Adult baths
On July 1, 2011
- Uncategorized
Being parents has certainly had an impact on our relationship. We have both grown as individuals, grown as a family and grown together as parents. It has also had some detrimental effects – we spend less dedicated time together, and have not been communicating as much as we need to – which shows in our relationship.
While on holiday we got to spend a lot more time chatting and connecting. That was mostly because I was not working and we just had more time to spend together in the evenings. It was really good and reminded me that we need to be proactive in nurturing our relationship.
Before Grace was born we would usually chat to each other at bath time.
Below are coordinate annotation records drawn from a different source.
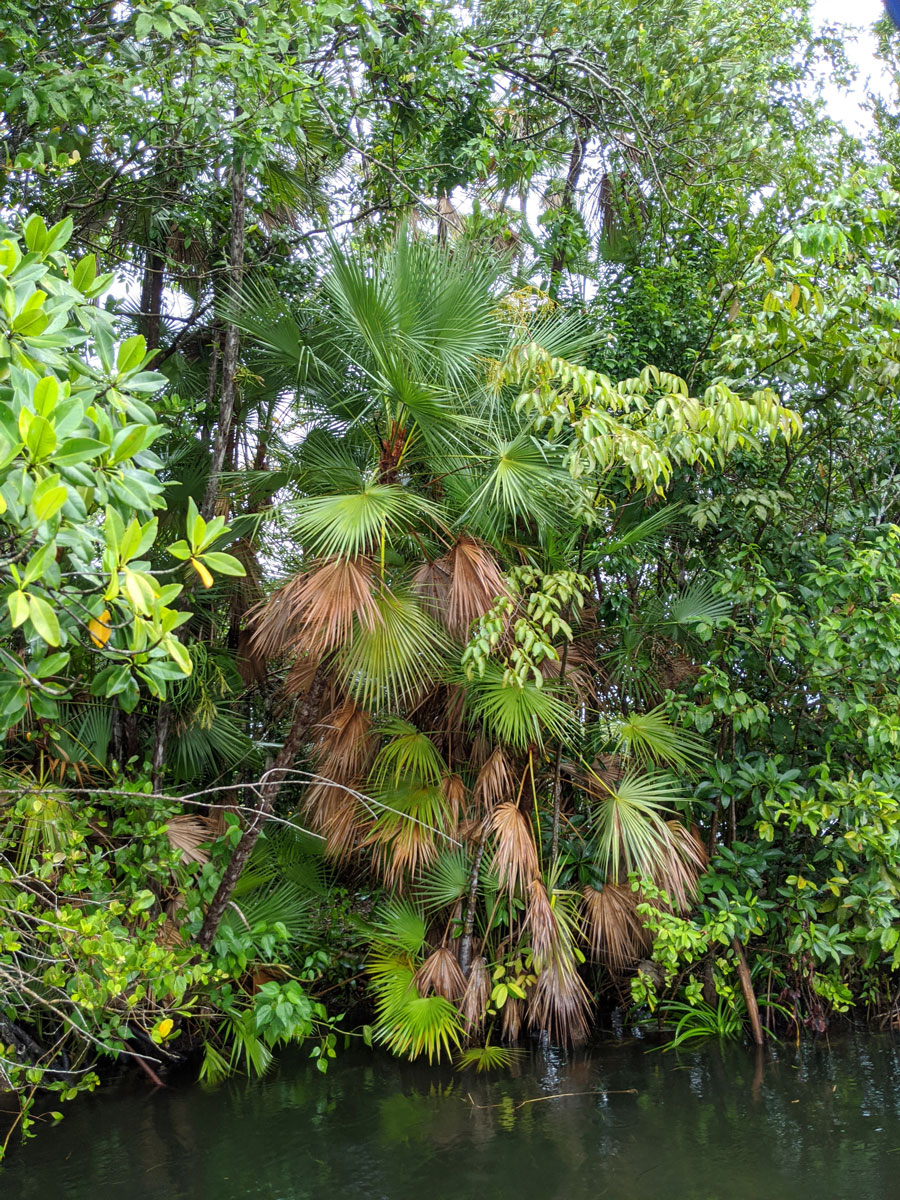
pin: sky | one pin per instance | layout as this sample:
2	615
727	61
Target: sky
861	49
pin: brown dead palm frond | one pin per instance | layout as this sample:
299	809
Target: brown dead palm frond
515	857
475	583
513	1014
615	930
541	923
337	815
495	783
682	865
441	976
346	744
478	994
558	1002
343	755
408	831
455	795
431	583
189	833
317	611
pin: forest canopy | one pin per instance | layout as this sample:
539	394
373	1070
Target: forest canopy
449	529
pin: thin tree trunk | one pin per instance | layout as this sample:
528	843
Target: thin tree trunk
229	353
151	297
304	718
747	987
161	739
567	203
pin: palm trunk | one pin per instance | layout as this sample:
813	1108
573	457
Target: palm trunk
747	987
229	352
471	905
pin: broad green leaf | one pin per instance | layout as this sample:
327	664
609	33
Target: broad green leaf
45	621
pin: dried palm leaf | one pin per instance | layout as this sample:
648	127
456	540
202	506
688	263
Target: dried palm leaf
615	929
187	834
559	1001
441	976
346	744
495	783
477	996
515	857
541	923
318	611
475	583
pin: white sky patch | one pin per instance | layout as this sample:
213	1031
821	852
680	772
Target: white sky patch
847	105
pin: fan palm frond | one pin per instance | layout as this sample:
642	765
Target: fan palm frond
409	754
517	715
613	927
411	826
652	741
441	976
478	994
396	658
317	611
447	880
357	523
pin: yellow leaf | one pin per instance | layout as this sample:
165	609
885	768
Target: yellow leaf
205	577
99	629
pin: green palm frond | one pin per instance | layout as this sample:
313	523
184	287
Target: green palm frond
447	880
630	825
516	715
207	743
395	658
697	604
409	1024
645	532
487	1057
354	523
652	741
516	483
408	755
400	923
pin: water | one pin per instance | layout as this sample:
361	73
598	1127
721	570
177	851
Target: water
815	1122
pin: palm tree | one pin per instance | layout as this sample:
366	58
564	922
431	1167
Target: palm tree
439	647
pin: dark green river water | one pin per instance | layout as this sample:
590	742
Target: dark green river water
820	1122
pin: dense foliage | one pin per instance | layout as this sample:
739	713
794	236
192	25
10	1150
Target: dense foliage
449	573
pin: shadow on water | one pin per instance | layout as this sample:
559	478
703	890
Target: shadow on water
712	1123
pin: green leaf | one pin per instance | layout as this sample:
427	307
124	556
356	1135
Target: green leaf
49	497
40	439
131	354
43	619
17	603
226	564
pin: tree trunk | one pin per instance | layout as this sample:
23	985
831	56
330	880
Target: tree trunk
567	204
305	715
229	353
747	987
161	739
151	288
Right from the start of our marriage bath time has always been a time to connect and speak about what is on our minds, but that has changed. For the last while I have been bathing with Grace, and then Donné would bath while I read Grace her bedtime stories. After supper it is typically clean up and kitchen and then off to work until the late hours of the night, leaving little time to connect.
So I have reinstated what we call "adult baths" where it is just the two of us. It is good to continue what we started on holiday and already the effects of this time together are showing.
I have been working pretty hard this year and I don't really know how it all fits together to get everything done that I need to, as well as invest the amount of time that a strong relationship needs, but I do know that trying to work it out is worth it.
Maybe growing up is the realisation that there are no simple answers. I quite like Anthony Robbins’s image of a wheel, where each slice represents a part of your life; and until that wheel is round, it will never roll properly. Of course, most of us spend all of our lives figuring out how to turn that wonky shape into a circle. Good luck–if anyone can get there it’s you guys.